Add servers behind a Tunnel Host in SSH Gateway or Add servers that are accessible via port forwarding via the ssh gateway server.
Adding Servers via Tunnel Host in SSH Gateway or Servers Accessible via Port Forwarding through SSH Gateway
Overview: This article explains how to utilize Ezeelogin's Tunnel Host feature to integrate servers located behind NAT or routers into the SSH gateway. By forwarding ports through a designated Tunnel Host, it allows secure access to servers with private IP addresses via a gateway with a public IP.

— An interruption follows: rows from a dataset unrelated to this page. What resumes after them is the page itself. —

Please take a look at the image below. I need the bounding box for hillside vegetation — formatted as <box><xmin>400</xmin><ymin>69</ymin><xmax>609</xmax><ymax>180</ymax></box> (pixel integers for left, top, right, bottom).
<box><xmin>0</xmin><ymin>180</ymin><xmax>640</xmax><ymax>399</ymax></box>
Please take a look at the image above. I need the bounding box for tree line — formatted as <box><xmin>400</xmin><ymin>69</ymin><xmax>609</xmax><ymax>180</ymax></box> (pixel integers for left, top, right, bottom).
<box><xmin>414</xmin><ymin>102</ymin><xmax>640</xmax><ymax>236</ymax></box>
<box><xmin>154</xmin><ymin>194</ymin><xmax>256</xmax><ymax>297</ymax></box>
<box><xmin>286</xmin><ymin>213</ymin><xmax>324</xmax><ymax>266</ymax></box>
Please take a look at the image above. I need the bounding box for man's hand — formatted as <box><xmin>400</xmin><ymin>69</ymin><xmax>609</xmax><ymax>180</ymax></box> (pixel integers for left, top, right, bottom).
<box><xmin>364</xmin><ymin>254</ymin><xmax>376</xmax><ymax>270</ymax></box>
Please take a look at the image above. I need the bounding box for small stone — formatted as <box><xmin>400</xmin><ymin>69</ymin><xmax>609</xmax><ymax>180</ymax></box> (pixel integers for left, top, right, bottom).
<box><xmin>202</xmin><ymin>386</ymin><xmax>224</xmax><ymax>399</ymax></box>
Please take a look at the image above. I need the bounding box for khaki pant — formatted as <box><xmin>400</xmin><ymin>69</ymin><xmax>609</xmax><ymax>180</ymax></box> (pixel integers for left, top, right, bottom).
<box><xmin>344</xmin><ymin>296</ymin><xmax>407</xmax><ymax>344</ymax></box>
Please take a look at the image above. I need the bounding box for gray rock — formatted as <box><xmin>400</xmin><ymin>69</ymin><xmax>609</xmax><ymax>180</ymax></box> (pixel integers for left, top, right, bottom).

The tunnel Host feature lets you add in server in a LAN or behind a router on a different network into the Ezeelogin SSH gateway. As shown in the diagram below, servers A & B can be added to the SSH Jumphost even though they are behind a NAT and hence have private IPs.
In this scenario, the Tunnel Host feature is useful for adding servers with only public IPs to the SSH gateway. It allows you to include servers located behind a router (Router R) by forwarding ports, enabling access to machines within the LAN.
Step 1: To add and access the SSH server ServerA.eznoc.com, which has a private IP of 192.168.1.2 and is located behind RouterR.eznoc.com, input the following values. The forwarding port 999 on RouterR.eznoc.com should be entered in the SSH port field.
Step 2: In the Advanced section of ServerA.eznoc.com, set the Tunnel Host to RouterR.eznoc.com. Enter its IP address, 200.11.1.22, as shown below.
Step 3: Similarly, to add and access the RDP server ServerB.eznoc.com with private IP address 192.168.1.3 behind RouterR.eznoc.com, enter the values as shown below. Disable the SSH field since this is a Windows server. The forwarding port of 8888 on RouterR is entered in the SSH port field.
Step 4: Under the Advanced settings of ServerB.eznoc.com, the Tunnel Host is set as RouterR.eznoc.com so its IP address 200.11.1.22 is entered as shown below.